Glyn Moody et Mike Taylor : l’Open access, un impératif moral

Les 19 et 20 novembre 2013 s’est tenue la conférence internationale Berlin 11. Au programme du dixième anniversaire de la Déclaration de Berlin, cinq sessions : “Open Access on the political agenda”, “The large picture : where are we today ?”, “The global perspective : OA at work”, “Future challenges” et enfin “Conclusions – a dialog”. À défaut d’une diffusion vidéo, live ou différée, les comptes-rendus d’Elena Giglia sont disponibles en ligne sur le blog Open Electronic Publishing.

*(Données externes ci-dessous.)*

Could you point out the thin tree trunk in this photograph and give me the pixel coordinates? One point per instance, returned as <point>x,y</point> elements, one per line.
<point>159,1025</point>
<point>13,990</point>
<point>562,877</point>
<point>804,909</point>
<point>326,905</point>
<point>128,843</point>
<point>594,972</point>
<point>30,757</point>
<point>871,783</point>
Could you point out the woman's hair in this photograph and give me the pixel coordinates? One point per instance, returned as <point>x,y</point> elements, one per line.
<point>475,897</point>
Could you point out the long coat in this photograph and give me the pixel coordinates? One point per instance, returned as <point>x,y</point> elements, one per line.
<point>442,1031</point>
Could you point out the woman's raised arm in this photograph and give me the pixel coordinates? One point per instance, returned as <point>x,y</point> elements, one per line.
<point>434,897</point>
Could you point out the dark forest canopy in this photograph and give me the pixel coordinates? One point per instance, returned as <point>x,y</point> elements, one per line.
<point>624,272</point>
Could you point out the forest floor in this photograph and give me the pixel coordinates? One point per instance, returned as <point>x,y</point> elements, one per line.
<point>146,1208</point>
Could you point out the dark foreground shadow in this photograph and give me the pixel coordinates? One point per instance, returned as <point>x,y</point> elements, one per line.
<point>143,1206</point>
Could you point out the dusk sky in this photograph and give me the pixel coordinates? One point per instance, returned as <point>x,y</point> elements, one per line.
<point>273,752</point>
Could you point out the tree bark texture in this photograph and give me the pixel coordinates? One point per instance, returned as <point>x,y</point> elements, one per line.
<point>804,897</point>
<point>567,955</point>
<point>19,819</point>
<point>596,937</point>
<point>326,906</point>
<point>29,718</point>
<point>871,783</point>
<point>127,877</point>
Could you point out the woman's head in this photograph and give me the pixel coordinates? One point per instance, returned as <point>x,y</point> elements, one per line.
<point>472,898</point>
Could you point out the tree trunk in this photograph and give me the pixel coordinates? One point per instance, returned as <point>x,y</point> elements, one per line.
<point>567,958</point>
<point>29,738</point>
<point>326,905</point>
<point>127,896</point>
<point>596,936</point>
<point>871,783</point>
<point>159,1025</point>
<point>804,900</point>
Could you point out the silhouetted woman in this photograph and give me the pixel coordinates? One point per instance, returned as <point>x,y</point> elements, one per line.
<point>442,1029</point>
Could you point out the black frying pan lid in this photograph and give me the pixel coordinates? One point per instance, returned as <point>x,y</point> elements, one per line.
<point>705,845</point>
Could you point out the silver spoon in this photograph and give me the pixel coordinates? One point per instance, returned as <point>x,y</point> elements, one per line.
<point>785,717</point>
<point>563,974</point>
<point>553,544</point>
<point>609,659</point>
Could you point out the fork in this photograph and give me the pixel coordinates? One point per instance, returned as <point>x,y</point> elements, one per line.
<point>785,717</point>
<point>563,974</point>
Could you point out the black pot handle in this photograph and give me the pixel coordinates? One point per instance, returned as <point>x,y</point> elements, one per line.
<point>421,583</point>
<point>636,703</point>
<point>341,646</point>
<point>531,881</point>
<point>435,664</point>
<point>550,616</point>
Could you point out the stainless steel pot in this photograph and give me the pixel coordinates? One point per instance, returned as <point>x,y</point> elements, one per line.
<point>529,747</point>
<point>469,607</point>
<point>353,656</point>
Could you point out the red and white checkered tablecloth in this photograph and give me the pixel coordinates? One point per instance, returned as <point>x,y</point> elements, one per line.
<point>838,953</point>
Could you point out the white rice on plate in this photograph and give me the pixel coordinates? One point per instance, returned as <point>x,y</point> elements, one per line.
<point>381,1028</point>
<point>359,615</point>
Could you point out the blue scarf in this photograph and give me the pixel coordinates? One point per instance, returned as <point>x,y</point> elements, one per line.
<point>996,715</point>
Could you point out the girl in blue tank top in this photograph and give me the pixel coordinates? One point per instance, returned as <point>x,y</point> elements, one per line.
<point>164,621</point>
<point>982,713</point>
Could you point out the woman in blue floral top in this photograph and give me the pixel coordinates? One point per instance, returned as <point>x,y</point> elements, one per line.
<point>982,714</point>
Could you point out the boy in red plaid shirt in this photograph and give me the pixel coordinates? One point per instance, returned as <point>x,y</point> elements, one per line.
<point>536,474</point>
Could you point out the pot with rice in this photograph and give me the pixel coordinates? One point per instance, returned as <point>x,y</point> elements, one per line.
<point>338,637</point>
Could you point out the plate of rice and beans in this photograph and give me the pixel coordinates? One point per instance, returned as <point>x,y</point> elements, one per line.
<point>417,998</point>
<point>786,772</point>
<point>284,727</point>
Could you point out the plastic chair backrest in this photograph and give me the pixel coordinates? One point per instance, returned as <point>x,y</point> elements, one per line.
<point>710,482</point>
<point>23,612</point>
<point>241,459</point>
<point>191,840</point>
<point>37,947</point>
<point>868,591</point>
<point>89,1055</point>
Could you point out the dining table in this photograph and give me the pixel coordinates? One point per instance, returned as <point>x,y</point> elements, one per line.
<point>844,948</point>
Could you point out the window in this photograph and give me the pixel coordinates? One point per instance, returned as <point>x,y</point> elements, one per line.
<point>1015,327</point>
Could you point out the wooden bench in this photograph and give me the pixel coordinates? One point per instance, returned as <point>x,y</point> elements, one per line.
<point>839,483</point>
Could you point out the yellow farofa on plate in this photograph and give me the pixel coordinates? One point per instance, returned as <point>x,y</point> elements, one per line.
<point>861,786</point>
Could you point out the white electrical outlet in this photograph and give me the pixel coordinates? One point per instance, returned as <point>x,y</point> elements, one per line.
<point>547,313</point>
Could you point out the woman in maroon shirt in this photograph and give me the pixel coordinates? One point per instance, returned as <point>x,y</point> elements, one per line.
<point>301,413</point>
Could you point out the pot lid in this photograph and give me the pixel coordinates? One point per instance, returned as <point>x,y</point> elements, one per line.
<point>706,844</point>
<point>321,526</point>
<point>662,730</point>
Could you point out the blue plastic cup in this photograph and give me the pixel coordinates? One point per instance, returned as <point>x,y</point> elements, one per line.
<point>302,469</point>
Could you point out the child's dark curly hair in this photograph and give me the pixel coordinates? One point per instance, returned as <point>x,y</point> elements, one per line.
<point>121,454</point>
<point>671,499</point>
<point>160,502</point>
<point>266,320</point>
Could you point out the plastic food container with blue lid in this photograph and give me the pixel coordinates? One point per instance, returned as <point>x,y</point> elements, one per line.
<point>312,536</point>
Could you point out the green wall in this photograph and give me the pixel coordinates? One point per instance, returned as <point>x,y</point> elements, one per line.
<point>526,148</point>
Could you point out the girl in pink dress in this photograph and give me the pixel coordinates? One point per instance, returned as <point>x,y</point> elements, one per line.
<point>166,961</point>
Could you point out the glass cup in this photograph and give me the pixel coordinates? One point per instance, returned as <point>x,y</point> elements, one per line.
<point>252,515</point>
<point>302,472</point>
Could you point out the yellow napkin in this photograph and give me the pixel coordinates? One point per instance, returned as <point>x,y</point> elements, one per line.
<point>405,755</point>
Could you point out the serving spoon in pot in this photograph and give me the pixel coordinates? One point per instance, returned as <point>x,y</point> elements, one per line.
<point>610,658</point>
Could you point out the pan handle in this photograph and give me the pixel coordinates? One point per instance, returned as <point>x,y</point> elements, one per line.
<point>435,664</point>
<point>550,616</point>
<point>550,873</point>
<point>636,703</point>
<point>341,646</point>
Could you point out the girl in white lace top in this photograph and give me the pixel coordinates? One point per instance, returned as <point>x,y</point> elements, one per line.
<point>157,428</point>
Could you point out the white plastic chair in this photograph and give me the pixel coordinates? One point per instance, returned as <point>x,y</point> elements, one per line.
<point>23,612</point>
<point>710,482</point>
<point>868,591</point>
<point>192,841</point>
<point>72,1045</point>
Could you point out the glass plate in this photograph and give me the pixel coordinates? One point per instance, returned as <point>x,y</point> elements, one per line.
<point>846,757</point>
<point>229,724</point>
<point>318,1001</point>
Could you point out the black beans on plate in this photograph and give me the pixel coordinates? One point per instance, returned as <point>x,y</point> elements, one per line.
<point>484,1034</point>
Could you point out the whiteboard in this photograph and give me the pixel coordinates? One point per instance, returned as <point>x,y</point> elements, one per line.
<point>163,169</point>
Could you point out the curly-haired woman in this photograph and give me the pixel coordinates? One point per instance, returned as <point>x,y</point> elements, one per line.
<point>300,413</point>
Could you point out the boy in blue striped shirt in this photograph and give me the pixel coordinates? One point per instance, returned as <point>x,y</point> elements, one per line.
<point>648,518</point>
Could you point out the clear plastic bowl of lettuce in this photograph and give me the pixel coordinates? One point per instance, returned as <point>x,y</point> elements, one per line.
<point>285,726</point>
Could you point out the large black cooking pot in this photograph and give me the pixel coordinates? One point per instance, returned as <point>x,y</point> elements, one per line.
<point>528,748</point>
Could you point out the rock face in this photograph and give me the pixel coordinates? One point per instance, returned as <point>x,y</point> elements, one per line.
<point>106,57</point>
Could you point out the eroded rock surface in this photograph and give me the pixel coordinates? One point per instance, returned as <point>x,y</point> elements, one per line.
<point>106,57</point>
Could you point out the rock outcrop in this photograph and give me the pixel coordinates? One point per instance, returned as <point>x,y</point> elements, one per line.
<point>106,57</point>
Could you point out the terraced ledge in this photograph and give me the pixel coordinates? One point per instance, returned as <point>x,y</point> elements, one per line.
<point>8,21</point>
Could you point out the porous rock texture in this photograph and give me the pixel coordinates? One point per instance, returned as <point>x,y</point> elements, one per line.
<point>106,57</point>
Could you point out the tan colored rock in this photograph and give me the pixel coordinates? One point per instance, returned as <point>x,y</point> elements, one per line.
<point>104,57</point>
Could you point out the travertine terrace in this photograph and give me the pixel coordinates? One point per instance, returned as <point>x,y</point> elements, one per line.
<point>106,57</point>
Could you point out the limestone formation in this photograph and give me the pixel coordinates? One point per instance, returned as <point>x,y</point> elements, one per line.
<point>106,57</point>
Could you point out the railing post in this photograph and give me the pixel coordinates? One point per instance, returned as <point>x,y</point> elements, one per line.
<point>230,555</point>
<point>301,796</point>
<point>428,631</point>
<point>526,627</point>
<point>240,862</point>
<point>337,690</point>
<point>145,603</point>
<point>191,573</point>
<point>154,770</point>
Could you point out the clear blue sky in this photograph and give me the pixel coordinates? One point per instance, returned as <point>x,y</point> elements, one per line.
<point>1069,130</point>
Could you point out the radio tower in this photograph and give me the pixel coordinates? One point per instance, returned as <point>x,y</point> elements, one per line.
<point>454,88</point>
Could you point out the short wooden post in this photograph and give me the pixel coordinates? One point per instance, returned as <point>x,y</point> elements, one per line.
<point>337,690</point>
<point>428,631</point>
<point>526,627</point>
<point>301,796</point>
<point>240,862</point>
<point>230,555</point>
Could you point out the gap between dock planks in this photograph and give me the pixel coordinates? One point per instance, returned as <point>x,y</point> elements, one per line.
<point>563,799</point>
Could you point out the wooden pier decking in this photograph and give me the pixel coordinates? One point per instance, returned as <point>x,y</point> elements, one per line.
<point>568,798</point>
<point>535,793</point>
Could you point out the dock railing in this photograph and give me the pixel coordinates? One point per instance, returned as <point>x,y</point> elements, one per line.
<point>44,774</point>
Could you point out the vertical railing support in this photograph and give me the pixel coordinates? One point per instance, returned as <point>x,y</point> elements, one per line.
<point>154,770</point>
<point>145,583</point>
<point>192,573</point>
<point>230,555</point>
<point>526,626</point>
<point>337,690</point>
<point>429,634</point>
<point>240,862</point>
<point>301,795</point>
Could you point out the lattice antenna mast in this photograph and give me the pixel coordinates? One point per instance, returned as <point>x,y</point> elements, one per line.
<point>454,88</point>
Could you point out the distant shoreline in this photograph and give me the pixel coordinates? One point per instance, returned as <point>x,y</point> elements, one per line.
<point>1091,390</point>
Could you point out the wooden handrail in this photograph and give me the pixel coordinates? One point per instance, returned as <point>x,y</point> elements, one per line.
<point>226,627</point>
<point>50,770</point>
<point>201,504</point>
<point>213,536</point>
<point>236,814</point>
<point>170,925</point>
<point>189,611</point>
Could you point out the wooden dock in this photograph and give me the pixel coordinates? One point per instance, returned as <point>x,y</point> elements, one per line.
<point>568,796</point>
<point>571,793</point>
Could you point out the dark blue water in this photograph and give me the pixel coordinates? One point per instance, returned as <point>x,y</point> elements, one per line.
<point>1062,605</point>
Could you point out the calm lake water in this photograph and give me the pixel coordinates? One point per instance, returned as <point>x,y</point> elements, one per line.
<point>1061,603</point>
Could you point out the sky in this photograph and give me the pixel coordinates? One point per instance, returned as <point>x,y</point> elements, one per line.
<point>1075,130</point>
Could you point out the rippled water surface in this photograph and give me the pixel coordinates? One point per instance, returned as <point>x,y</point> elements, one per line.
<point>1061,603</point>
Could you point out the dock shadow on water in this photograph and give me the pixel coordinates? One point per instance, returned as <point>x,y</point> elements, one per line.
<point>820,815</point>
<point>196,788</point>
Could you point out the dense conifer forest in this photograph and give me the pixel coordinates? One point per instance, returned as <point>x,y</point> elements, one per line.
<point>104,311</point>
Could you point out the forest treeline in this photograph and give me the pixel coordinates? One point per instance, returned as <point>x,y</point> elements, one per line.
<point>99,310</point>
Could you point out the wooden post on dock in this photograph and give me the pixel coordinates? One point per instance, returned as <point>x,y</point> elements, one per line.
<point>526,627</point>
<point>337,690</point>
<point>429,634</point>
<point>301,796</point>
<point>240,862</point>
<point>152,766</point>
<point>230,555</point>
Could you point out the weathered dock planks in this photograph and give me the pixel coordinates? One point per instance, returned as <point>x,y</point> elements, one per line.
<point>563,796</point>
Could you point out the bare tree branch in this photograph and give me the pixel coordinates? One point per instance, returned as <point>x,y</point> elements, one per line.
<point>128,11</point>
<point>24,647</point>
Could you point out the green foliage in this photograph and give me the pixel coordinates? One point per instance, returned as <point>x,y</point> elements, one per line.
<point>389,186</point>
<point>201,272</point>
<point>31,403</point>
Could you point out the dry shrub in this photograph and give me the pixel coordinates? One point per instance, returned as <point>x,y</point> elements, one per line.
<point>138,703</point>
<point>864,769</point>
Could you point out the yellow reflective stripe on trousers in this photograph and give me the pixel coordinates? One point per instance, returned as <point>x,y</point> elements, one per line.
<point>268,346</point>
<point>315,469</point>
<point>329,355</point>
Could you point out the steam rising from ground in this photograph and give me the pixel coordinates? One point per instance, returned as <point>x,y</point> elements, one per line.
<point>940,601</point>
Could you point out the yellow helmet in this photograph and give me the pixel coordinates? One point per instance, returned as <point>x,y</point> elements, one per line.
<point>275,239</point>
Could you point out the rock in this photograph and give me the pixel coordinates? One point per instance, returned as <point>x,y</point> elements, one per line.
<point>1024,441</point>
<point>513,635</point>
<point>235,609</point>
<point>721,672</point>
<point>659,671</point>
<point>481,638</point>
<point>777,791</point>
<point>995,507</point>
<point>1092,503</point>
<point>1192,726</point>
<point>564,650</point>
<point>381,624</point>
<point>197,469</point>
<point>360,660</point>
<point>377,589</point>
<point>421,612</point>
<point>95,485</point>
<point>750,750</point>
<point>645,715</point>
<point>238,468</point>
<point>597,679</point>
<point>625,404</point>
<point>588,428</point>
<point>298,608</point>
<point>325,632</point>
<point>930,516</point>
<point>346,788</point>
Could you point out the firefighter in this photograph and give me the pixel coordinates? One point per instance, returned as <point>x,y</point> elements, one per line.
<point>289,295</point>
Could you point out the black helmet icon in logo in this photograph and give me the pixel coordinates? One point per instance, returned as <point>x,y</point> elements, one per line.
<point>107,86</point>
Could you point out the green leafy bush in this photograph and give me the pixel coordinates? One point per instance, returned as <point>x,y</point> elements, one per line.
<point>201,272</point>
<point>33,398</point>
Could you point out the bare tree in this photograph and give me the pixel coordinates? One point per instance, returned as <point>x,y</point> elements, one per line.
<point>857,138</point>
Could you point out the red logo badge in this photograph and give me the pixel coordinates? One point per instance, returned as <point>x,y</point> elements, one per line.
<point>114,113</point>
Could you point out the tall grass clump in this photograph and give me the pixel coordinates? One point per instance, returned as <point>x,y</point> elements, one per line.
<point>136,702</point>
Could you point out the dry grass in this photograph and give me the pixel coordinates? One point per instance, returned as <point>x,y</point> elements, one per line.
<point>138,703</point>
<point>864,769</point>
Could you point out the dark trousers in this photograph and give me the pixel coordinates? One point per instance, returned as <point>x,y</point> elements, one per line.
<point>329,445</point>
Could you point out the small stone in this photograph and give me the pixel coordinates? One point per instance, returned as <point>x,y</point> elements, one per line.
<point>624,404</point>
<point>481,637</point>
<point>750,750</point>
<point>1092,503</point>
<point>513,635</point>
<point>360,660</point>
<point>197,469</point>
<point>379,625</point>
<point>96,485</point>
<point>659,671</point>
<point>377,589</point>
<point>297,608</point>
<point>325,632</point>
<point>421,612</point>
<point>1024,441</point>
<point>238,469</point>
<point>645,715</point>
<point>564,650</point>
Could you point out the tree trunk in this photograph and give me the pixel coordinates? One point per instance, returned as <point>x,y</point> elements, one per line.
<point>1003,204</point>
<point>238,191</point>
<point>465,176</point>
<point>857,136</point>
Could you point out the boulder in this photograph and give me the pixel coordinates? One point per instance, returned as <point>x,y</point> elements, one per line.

J’aimerais dans un premier temps revenir ici sur deux interventions enthousiasmantes, celles de Mike Taylor et Glyn Moody, qui ont tous deux rappelé que l’Open access était avant tout une question éthique.

L’intervention de Mike Taylor est disponible sur son blog en CC-BY, en pdf et ppt. Celle de Glyn Moody est versée au domaine public et je le remercie pour l’envoi des fichiers source et pdf. Les références aux présentations dans ce billet sont indiquées sous la forme (initiales de l’auteur, numéro de slide). Les fichiers pdf des deux présentations sont également disponibles ici :

La publication recherche, une affaire de business ?

NON, répond sans ambiguïté Mike Taylor. “Publishing research is a mission” (MT, 12):

Et d’énumérer ce qu’est l’Open access (MT, 36 et suivantes) :

1. Open Access is about sharing/multiplying
2. Open Access is about justice
3. Open Access is about changing the world
4. Open Access is about unity
5. Open Access is about accepting reality

L’Open access au pied de la lettre : une affaire de liberté(s)

Les deux intervenants ont rappelé le texte exact des grandes déclarations de 2003, Budapest, Bethesda et Berlin. Les trois inscrivent l’Open access dans la logique de la General Public Licence, qui définit les conditions de distribution des logiciels libres en établissant quatre libertés fondamentales :

  • la liberté d’exécuter le logiciel
  • la liberté d’étudier le code
  • la liberté de redistribuer
  • la liberté de modifier et de partager les versions modifiées.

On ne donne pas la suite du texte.